Finally, a word on what we're seeing at this point in 2021. In the first couple of months of 2021, we're seeing consumption patterns consistent with or in some cases outpacing those we observed in the fourth quarter of 2020.
Now before I turn the call over to Bo, I want to be very clear in our belief that Vital Farms is uniquely positioned to address a substantial market opportunity. I also want to address any questions about our ability to sustain the growth we saw in 2020 in the post pandemic Europe.
First, we demonstrated significant growth in net revenue, retail distribution and household penetration prior to the pandemic. We believe this growth was largely driven by the growing number of consumers seeking ethically produced foods as well as the trust, honesty and transparency that's inherent in our brand.
Second, like many food companies, we did see an acceleration of growth due to stay at home trends in 2020. But I want to emphasize the number of households who stayed with us throughout 2020 when presumably, they had more options at the shelf once the initial pantry stocking period ended in April.
Both prior to the beginning of the pandemic and throughout 2020, we have demonstrated that our high quality products and trusted brand inspire loyalty.

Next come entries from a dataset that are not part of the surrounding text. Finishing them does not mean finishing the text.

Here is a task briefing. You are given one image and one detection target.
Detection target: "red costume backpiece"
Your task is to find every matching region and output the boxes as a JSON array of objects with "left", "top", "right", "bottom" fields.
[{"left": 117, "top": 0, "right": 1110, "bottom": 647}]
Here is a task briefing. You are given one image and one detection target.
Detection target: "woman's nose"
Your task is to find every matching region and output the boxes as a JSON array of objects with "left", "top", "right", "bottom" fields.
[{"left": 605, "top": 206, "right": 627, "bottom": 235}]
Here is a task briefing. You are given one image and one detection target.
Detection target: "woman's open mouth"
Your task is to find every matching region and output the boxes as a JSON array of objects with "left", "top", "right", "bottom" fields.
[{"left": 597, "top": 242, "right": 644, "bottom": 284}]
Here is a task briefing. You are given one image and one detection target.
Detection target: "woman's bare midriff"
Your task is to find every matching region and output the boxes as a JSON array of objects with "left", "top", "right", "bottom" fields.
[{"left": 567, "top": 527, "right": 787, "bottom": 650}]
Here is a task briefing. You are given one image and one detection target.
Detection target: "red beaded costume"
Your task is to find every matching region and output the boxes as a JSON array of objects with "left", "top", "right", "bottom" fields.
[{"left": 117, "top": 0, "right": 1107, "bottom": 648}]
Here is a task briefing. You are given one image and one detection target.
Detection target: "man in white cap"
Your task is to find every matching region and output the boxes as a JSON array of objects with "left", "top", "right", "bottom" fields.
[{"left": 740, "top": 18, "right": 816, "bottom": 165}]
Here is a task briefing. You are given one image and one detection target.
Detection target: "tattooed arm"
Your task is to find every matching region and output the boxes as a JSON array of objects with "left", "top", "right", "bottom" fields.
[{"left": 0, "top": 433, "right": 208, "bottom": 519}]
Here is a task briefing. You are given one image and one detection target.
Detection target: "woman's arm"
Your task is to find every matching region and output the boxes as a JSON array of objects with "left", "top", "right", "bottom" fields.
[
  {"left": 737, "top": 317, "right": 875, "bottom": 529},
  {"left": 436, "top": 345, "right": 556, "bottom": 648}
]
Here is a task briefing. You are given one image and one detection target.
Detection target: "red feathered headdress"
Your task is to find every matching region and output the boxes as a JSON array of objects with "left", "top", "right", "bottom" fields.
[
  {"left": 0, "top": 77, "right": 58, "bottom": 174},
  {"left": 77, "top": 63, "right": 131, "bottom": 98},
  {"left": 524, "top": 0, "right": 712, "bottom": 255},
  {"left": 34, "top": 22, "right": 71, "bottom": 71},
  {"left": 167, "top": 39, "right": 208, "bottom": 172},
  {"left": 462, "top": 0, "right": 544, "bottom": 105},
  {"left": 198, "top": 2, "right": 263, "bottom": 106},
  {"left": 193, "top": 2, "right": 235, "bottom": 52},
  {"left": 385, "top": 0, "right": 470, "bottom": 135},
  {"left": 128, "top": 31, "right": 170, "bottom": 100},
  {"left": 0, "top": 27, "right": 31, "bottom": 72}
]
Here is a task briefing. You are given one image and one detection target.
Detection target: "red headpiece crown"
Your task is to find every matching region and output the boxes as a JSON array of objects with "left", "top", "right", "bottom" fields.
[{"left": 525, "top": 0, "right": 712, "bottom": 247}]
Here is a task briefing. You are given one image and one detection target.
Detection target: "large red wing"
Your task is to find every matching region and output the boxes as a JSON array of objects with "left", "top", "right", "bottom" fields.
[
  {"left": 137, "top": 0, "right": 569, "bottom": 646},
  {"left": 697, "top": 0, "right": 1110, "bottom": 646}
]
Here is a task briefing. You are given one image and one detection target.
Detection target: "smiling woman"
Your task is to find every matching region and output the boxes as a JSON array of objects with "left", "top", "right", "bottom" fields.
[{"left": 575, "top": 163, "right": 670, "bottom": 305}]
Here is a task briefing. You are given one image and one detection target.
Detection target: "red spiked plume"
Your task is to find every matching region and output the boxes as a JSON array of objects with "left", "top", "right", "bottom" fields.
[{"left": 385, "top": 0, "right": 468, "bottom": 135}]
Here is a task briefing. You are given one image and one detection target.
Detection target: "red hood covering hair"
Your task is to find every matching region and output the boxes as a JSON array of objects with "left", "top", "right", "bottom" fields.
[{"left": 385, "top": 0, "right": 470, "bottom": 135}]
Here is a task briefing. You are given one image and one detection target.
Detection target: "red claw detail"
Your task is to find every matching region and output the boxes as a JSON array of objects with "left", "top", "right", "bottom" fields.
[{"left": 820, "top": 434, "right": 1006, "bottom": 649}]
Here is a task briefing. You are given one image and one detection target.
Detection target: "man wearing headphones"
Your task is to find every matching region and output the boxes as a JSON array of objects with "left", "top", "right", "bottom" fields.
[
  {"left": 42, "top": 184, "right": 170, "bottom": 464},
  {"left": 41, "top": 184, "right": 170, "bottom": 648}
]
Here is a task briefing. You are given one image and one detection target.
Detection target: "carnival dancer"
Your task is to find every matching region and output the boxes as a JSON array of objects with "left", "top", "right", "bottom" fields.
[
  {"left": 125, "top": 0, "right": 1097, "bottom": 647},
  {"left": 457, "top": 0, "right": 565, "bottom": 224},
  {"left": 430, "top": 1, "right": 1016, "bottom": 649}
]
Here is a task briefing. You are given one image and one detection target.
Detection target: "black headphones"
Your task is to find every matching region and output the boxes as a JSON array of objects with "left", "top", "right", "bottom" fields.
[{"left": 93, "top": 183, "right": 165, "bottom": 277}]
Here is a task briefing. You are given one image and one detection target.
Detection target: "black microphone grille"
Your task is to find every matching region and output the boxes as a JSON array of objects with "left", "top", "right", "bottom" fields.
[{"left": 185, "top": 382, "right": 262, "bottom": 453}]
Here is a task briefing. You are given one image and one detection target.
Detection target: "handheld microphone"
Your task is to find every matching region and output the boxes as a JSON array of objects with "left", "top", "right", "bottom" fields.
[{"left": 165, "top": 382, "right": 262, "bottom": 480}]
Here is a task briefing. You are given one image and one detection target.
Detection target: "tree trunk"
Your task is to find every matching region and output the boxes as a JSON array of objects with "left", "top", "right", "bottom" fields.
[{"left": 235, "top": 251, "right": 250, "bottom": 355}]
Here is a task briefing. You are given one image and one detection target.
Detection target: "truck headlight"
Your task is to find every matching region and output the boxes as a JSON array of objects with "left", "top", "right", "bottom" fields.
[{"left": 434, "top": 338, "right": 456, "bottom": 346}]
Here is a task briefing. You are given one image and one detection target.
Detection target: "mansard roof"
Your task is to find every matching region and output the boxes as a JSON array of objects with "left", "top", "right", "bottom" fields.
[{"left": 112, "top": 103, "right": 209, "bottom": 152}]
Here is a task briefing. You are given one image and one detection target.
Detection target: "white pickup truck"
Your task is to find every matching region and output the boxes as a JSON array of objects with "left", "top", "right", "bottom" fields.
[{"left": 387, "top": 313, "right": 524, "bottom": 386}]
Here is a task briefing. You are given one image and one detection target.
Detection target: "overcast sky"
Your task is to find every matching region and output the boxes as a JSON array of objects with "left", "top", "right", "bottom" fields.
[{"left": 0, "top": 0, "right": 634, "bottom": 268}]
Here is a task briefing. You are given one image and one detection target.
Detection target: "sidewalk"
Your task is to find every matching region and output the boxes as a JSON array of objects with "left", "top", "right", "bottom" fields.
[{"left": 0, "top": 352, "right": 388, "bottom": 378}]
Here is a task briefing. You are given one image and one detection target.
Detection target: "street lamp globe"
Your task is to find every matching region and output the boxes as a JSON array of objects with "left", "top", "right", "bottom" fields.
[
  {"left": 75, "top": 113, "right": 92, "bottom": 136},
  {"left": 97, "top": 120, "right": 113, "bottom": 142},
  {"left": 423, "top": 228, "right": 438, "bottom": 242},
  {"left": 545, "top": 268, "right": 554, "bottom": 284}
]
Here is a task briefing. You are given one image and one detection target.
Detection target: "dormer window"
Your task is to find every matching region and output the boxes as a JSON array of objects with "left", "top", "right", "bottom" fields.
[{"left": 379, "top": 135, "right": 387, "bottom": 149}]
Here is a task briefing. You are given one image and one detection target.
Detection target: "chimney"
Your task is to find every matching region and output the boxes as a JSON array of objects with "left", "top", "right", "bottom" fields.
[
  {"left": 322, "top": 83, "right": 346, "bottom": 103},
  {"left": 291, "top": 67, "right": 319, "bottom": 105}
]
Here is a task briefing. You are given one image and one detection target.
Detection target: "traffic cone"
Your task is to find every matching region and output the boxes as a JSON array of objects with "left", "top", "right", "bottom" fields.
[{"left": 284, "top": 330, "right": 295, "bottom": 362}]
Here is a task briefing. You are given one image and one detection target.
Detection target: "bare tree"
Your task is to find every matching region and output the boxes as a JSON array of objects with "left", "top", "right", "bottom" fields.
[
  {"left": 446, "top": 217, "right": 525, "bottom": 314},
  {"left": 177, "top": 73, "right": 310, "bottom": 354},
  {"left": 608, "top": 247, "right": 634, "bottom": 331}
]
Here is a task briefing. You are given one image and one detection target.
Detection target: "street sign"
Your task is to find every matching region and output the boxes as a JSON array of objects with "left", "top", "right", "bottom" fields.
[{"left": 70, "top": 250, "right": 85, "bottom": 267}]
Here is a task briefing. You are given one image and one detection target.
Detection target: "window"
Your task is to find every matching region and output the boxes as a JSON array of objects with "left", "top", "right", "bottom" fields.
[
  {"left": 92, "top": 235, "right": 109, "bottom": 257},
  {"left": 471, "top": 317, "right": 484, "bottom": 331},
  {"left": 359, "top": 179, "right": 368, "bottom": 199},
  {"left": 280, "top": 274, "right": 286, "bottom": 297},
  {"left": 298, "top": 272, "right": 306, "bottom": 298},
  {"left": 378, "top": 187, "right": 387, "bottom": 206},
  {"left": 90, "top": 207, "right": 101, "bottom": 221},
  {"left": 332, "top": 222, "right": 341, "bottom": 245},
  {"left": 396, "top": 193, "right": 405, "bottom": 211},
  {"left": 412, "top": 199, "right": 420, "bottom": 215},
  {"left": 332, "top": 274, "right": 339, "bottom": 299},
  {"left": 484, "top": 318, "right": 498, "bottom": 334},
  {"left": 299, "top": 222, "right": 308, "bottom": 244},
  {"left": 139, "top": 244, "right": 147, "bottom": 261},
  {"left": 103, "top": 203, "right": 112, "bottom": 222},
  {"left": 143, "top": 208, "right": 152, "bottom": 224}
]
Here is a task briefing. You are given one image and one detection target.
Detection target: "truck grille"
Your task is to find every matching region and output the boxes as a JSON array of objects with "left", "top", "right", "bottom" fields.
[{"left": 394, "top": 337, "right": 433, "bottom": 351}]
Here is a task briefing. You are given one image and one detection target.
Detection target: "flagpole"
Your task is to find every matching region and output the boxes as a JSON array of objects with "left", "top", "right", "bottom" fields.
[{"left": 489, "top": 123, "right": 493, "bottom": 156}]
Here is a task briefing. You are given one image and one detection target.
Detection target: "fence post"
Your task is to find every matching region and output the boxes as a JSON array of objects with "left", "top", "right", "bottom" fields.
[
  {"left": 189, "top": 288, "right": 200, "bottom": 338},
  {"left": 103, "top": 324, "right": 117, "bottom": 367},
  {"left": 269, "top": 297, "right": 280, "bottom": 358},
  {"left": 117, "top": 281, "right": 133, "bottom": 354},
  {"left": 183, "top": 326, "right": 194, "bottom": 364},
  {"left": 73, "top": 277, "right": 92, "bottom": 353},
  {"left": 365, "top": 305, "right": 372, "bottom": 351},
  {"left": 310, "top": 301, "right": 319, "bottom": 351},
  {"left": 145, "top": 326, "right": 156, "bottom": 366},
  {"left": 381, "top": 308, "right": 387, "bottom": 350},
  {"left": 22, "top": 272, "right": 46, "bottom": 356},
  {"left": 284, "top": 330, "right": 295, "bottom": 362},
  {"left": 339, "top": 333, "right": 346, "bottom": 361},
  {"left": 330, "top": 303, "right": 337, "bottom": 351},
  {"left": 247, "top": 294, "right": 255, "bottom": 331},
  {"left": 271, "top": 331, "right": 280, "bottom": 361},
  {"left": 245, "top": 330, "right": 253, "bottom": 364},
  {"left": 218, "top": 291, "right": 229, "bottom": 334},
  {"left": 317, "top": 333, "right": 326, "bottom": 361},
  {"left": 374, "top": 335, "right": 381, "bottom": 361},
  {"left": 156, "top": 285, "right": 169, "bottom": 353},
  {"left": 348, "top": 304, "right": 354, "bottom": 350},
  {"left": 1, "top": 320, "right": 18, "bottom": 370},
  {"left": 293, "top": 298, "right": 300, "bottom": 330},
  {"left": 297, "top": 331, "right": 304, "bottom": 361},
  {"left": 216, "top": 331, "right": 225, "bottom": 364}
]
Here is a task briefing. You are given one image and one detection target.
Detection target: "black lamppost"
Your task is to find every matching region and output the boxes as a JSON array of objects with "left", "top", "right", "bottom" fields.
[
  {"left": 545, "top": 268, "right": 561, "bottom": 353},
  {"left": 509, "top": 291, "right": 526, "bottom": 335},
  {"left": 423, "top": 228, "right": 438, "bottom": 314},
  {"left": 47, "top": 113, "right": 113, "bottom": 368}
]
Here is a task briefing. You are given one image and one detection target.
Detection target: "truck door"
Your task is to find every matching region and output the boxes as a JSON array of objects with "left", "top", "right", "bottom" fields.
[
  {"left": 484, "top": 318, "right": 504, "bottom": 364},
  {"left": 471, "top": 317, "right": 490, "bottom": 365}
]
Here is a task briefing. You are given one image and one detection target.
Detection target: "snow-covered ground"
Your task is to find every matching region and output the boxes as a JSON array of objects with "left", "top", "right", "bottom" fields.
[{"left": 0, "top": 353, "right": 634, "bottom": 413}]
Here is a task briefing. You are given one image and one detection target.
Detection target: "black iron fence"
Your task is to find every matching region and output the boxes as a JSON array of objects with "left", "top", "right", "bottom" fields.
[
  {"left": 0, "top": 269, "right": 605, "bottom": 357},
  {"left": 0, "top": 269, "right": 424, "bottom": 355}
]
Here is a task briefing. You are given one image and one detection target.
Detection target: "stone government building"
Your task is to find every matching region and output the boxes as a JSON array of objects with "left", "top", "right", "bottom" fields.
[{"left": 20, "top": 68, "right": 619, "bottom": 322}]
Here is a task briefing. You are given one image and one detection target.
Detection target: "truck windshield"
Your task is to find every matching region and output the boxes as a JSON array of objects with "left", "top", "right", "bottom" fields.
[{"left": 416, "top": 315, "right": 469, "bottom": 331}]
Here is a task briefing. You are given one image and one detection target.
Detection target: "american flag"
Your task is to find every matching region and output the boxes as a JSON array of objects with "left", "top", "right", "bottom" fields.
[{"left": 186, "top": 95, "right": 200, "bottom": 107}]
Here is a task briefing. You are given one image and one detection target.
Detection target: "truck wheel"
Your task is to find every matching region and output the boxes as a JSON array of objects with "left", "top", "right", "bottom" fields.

We attracted households in a shorter period of time than we expected as a result of the pandemic, and we believe that we’ll retain these households and continue to attract new consumers to our brand in the months and years to come.
Third, we're investing millions in our future across every pillar of our growth strategy. This includes growing our network of foreign partners, which is now over 200 farms, doubling our capacity at Egg Central Station, our world class egg washing and packing facility, launching a national food service partnership with Acosta and attracting talented and experienced crew members and board members to expand the breadth and depth of our competencies. I am confident that Vital Farms is well positioned for continued growth and success in 2021 and beyond.
I'll now turn the call over to Bo.
Thank you, Russell. Hi, everyone, and thank you for joining us today. It's an honor to be here on my first earnings call and to follow Jason in this position. I look forward to helping Vital Farms carry out its mission to deliver ethically produced food to millions of households across the country. As Russell mentioned, I will review our financial results for the fourth quarter and the full year ended December 27, 2020 and provide our outlook for 2021.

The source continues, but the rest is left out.